Serialization of engine output
1) Currently, the OpenQuake engine is designed to output calculation results in the form of NRML XML. In some cases, SVGs and GeoTIFFs are generated as well. Output artifacts include:
- Hazard curves
- Hazard maps
- GMFs (Ground Motion Fields)
- Loss curves
- Loss maps
To start with, we need a clean separation between the calculation code and output generation code.
2) We want to be able to choose where the calculation result information is stored; the OpenQuake DB should be the default choice. (This could be a command line option, like --ouput=db or --output=xml.)

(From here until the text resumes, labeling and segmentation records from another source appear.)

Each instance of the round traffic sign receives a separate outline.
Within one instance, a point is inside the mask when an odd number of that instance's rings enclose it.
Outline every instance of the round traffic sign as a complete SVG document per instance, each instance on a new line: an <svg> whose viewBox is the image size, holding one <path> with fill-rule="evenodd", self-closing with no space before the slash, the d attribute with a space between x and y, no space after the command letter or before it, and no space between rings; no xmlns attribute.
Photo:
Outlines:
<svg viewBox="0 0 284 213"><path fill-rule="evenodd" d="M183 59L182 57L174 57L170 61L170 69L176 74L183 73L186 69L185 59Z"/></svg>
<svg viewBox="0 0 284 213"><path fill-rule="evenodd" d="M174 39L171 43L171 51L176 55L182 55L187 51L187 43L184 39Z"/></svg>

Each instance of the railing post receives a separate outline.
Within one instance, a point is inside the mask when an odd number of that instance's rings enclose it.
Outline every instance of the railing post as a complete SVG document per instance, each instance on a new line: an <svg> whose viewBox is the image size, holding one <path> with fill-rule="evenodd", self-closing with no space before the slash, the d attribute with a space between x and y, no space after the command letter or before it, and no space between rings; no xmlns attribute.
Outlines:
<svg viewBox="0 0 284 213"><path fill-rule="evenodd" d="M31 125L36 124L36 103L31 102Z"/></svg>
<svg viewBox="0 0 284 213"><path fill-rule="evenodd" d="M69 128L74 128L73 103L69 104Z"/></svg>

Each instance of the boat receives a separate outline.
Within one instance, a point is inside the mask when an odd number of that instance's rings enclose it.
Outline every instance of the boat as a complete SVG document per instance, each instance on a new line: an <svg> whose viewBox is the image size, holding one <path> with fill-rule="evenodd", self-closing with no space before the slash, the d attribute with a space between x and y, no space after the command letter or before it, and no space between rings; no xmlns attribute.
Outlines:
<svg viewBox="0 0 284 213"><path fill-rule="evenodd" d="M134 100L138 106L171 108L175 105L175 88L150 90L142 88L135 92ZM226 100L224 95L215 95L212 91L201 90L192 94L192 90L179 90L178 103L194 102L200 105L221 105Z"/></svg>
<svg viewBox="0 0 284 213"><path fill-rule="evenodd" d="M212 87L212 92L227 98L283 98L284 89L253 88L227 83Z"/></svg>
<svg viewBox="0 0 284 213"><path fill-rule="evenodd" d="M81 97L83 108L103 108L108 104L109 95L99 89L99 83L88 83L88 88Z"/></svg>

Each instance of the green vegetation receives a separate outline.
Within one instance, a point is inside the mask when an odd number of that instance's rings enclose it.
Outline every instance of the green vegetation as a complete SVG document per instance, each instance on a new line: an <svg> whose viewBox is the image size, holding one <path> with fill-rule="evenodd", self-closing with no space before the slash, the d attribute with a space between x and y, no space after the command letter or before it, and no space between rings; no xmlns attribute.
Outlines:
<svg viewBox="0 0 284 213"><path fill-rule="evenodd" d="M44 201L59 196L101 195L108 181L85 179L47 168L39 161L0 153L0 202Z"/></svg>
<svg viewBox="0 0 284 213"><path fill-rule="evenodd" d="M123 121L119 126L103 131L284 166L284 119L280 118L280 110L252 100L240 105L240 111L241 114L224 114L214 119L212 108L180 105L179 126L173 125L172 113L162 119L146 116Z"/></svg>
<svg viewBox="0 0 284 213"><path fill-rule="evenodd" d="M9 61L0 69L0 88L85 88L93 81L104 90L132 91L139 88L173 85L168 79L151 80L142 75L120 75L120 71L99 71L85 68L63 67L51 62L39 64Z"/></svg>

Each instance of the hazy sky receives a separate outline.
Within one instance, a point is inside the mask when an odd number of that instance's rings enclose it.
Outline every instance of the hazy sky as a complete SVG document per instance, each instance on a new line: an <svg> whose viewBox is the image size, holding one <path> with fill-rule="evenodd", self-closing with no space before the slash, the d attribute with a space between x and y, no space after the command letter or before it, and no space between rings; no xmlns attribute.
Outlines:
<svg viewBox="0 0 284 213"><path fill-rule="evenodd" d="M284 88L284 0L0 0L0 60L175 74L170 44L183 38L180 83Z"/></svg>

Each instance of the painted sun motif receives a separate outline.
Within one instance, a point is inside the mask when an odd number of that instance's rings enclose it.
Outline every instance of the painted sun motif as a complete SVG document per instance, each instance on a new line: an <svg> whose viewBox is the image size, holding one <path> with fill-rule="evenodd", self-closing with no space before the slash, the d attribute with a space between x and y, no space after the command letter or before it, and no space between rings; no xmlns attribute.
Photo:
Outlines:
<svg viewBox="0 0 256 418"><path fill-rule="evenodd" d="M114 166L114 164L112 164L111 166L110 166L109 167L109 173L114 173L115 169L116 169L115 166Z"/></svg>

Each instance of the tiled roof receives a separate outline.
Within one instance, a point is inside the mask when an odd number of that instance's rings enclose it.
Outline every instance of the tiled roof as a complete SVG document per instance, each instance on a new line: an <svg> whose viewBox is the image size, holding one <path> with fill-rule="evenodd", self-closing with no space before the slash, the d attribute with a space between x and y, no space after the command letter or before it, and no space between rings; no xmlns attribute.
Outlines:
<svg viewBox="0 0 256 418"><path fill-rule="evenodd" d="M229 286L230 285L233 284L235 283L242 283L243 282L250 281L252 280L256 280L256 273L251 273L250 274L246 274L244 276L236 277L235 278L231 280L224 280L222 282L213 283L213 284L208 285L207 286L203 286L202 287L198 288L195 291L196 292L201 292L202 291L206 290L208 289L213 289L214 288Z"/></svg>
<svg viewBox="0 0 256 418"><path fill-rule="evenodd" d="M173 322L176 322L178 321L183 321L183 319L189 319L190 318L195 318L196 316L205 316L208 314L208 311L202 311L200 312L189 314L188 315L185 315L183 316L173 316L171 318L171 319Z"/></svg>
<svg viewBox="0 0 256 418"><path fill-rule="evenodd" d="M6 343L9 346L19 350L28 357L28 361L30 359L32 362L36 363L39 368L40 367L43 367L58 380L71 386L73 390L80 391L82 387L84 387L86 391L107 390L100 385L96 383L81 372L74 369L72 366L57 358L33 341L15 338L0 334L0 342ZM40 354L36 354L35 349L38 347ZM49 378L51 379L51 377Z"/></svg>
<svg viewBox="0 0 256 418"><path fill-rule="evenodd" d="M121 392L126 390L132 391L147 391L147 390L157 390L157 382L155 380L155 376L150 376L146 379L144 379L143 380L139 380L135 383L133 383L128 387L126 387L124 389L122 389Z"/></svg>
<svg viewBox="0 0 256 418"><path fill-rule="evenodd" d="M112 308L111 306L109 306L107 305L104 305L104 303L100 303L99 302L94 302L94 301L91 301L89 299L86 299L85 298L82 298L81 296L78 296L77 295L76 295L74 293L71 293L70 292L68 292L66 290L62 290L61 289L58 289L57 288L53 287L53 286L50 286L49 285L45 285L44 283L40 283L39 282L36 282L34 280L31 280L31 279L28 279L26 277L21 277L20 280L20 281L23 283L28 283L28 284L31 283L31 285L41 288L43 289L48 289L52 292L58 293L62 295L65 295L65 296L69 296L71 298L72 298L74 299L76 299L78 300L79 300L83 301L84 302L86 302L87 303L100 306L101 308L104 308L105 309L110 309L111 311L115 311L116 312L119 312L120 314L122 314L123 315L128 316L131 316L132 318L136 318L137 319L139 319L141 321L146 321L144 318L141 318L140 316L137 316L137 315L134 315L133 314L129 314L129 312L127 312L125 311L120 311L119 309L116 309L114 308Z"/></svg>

3) We want to store the calculation results in the database (and use them as input for further processing when it makes sense); producing XML output will be an additional step
Blueprint information
- Status:
- Complete
- Approver:
- John Tarter
- Priority:
- Medium
- Drafter:
- Lars Butler
- Direction:
- Approved
- Assignee:
- None
- Definition:
- Approved
- Series goal:
- Accepted for 0.4
- Implementation:
- Implemented
- Milestone target:
- 0.4.1
- Started by
- John Tarter
- Completed by
- John Tarter
Related branches
Related bugs
Bug #797602: Serialize Hazard Curves to the OQ DB | Fix Released |
Bug #797703: Serialize Hazard Maps to the OQ DB | Fix Released |
Bug #797704: Serialize Loss Curves to the OQ DB | Fix Released |
Bug #797708: Serialize Loss Maps to the OQ DB | Fix Released |
Bug #797728: Serialize GMFs to the OQ DB | Fix Released |
Bug #797761: Option to specify engine output destination | Fix Released |
Bug #797765: Clean up bin/openquake | Fix Released |
Bug #804332: Use the OQ DB as the input for the risk calculations | Fix Released |
Bug #809215: All OQ results must be stored in the postgres database | Fix Released |
Bug #809301: Remove hazard curve/GMF data from redis | Fix Released |
Bug #809410: serialize loss metadata | Fix Released |
Bug #809780: DB serialization slow | Fix Released |
Sprints
Whiteboard
The final aim is not clear to me: what needs to be serialized to the database
and what will still be stored in the kvs, in the light of the fact that some
outputs are inputs of subsequent steps in the calculation?
This is a very rough sketch of how I understand oq works:
When running bin/openquake:
config.gem, other_input.gem are parsed and stored in kvs as a "job"
Inside workers:
jobs are executed and output goes to kvs and xml files
if the calculation is multi-step (e.g. risk) the input for the following
step is taken from the kvs
When using the web GUI (for the limited case of hazard maps, the only one
currently implemented):
config.gem, other_input.gem are parsed and stored in kvs as a "job" AND partially inside db as OqJob
Inside workers:
jobs are executed with param SERIALIZE_
output goes to Output, HazardMapData tables in the database (Output has a reference to ObJob)
It was decided to always store the ouptut artifacts (harard curves, ...) in the database and remove them from the KVS; besides avoiding duplicated data, it's a step towards organizing the computation as a pipeline of independent steps.